Diretor do filme, o americano Daniel J. Clark — que faz questão de frisar de que tem certeza que a Terra é redonda — conta que chegou a desconfiar que os youtubers que inundam as redes com conteúdos sobre o assunto pudessem ser fakes ou trolls. Mas ao encontrá-los pessoalmente, viu que eles estavam falando muito a sério.

— A grande questão que nos perguntamos no filme é “por que eles acreditam nisso”? A resposta varia, mas as pessoas se sentem muito atraídas pela ideia de que estão sendo enganadas e de que a percepção de que elas têm do mundo é mais acurada do que algo que outra pessoa possa dizer a elas.
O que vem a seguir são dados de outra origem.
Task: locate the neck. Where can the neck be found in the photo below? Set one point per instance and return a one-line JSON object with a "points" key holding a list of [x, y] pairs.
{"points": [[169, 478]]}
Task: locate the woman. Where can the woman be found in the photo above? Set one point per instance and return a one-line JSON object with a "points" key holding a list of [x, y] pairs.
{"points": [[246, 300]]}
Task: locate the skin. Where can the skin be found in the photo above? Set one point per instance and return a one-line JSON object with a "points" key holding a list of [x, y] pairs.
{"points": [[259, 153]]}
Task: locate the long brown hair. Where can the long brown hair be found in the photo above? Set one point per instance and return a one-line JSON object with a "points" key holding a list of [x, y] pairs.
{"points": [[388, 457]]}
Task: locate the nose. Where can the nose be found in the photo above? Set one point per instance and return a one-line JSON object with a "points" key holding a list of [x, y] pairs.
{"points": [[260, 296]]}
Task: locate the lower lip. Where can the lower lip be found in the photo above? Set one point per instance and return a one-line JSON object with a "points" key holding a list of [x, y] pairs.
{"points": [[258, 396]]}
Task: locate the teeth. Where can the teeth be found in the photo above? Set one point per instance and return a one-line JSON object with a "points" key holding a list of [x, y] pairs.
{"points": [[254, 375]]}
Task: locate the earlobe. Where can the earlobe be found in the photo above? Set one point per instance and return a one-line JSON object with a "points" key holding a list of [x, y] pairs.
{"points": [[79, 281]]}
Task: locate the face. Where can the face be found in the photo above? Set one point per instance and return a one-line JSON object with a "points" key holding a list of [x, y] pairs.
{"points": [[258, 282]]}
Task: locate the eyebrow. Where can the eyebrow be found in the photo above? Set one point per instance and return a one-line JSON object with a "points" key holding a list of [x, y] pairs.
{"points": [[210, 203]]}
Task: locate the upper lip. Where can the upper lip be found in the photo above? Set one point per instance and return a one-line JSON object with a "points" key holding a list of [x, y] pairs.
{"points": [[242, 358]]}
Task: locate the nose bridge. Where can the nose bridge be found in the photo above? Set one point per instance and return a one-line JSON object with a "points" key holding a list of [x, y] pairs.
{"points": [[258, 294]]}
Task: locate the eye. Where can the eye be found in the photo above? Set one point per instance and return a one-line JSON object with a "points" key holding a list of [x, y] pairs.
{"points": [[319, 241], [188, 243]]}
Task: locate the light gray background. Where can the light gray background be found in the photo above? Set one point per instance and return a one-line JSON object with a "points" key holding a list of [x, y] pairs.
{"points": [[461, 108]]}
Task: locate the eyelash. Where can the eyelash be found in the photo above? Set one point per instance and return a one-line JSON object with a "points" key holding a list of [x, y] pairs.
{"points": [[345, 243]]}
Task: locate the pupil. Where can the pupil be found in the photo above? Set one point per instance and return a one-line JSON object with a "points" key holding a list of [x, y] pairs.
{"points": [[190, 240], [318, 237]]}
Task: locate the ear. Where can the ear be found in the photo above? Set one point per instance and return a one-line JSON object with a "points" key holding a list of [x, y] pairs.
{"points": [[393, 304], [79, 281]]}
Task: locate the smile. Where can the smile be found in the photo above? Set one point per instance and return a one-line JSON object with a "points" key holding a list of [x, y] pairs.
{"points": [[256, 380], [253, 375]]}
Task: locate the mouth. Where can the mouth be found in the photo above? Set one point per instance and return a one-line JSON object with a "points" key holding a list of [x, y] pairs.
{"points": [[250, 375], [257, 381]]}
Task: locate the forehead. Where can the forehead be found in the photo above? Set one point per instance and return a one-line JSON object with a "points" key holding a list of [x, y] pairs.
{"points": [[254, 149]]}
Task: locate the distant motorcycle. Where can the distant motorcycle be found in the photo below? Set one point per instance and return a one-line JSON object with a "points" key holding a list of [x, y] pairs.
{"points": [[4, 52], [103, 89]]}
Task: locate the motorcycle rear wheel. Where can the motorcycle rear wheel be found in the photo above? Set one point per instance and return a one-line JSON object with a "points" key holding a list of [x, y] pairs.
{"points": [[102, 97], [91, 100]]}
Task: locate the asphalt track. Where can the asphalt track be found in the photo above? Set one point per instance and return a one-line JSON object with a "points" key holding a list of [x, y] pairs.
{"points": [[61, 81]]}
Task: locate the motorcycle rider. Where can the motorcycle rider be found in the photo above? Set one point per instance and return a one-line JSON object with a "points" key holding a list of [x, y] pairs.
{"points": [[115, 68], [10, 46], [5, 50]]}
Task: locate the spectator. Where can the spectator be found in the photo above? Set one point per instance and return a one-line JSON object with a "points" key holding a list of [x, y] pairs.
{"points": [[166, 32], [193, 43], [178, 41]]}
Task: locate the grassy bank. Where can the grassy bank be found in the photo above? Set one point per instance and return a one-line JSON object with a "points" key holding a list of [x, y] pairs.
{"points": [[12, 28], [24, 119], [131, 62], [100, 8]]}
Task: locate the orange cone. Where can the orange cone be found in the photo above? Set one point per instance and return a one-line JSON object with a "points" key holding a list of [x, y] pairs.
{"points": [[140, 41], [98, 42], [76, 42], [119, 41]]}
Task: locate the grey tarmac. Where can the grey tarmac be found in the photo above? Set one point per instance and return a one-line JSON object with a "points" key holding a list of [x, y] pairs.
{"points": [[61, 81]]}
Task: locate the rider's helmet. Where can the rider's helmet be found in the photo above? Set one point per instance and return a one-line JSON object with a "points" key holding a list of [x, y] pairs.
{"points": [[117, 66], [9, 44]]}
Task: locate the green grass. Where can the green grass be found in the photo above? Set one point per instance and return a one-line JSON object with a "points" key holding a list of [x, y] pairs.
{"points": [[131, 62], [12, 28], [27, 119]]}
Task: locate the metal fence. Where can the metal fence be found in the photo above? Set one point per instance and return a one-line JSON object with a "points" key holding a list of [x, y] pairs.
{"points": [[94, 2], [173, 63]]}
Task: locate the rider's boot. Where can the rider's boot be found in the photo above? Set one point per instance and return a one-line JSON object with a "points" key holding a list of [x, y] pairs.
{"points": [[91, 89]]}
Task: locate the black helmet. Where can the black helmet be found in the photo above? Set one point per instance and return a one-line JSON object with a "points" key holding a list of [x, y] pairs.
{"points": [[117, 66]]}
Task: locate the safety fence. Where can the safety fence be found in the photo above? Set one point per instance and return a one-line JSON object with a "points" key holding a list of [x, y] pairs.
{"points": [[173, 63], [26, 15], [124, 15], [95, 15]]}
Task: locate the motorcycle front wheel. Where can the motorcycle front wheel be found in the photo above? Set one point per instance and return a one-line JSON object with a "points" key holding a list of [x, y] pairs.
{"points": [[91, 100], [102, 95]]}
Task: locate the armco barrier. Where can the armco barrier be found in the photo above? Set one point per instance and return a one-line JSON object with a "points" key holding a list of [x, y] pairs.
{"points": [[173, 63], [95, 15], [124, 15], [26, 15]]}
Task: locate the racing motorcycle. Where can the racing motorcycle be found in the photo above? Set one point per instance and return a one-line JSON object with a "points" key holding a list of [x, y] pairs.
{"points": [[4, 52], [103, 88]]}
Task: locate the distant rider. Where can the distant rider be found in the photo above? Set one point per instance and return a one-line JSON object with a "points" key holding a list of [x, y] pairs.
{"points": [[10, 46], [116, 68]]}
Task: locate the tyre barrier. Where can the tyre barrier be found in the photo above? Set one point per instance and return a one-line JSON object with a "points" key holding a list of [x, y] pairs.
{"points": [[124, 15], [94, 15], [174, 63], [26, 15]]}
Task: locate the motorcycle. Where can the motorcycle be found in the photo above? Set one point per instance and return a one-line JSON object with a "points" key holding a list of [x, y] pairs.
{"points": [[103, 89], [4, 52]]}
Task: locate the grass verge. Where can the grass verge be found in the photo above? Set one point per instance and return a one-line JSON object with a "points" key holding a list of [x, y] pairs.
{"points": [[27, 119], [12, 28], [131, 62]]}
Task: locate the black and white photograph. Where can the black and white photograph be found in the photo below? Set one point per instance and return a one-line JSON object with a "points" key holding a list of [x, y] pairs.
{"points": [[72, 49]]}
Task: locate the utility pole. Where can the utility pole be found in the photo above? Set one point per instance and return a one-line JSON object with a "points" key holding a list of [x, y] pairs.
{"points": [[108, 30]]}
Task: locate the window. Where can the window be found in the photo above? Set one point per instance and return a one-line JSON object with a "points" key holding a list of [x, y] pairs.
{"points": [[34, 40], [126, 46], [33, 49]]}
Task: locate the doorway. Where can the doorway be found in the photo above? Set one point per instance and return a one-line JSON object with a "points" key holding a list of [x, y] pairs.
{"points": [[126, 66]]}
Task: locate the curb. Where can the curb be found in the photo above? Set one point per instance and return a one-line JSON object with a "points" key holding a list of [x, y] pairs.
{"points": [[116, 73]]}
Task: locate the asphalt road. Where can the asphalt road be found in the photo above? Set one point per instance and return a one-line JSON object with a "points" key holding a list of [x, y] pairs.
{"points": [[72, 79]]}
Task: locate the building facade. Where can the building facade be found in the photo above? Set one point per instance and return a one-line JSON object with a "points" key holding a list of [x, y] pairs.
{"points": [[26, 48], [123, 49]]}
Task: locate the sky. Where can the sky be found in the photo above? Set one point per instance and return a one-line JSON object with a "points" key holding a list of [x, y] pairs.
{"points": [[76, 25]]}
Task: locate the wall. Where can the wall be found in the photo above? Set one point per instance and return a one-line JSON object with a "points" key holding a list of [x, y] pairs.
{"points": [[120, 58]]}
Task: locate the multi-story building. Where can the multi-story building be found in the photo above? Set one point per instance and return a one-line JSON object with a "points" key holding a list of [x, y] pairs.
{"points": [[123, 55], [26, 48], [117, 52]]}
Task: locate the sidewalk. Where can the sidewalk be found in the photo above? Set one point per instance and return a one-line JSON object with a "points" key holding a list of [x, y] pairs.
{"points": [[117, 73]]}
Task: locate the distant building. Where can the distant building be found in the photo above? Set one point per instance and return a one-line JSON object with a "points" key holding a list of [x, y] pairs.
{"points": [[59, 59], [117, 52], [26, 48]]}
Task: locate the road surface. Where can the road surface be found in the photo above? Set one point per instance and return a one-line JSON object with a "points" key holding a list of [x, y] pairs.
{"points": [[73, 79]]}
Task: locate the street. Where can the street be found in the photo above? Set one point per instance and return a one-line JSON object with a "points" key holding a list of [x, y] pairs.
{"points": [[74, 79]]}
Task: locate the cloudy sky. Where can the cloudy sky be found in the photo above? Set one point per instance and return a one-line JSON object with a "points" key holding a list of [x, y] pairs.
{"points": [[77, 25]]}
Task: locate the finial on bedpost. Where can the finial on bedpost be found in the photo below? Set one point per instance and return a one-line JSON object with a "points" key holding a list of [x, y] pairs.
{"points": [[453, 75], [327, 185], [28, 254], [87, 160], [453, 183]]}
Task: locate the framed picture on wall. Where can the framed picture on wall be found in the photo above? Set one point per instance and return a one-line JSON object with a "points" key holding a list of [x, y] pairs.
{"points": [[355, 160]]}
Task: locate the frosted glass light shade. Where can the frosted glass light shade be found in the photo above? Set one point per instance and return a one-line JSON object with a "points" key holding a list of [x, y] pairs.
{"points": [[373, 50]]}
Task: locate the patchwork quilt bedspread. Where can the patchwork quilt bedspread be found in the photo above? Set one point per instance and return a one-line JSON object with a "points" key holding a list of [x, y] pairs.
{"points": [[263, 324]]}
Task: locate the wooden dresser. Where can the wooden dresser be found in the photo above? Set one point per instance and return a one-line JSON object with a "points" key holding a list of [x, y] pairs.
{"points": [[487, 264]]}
Quando você pensa que a Terra é plana, tudo é mais simples — explica ele, que vê nos terraplanistas um ponto comum: o endosso a outras teorias conspiratórias, desde o clássico boato de que o homem jamais pisou na Lua às fake news de que o 11 de setembro e outras tragédias nos Estados Unidos foram armadas pelo governo.

As grandes estrelas do documentário, Mark Sargent e Patricia Steere, parecem o perfeito estereótipo para americanos obcecados por conspirações: Sargent mora com a mãe idosa, foi jogador de videogame profissional e está convencido de que vivemos num mundo de ilusões semelhante ao do filme “O show de Truman”. Já Steele é uma radialista vegana fã de gatos e da banda dos anos 1980 The Smiths (ela sonha com o dia em que o vocalista Morrissey entre para o movimento). Mas o documentário evita fazer troça deles. Ao ouvir cientistas e psicólogos, o filme defende que ridicularizar os terraplanistas só vai ajudar a isolá-los ainda mais.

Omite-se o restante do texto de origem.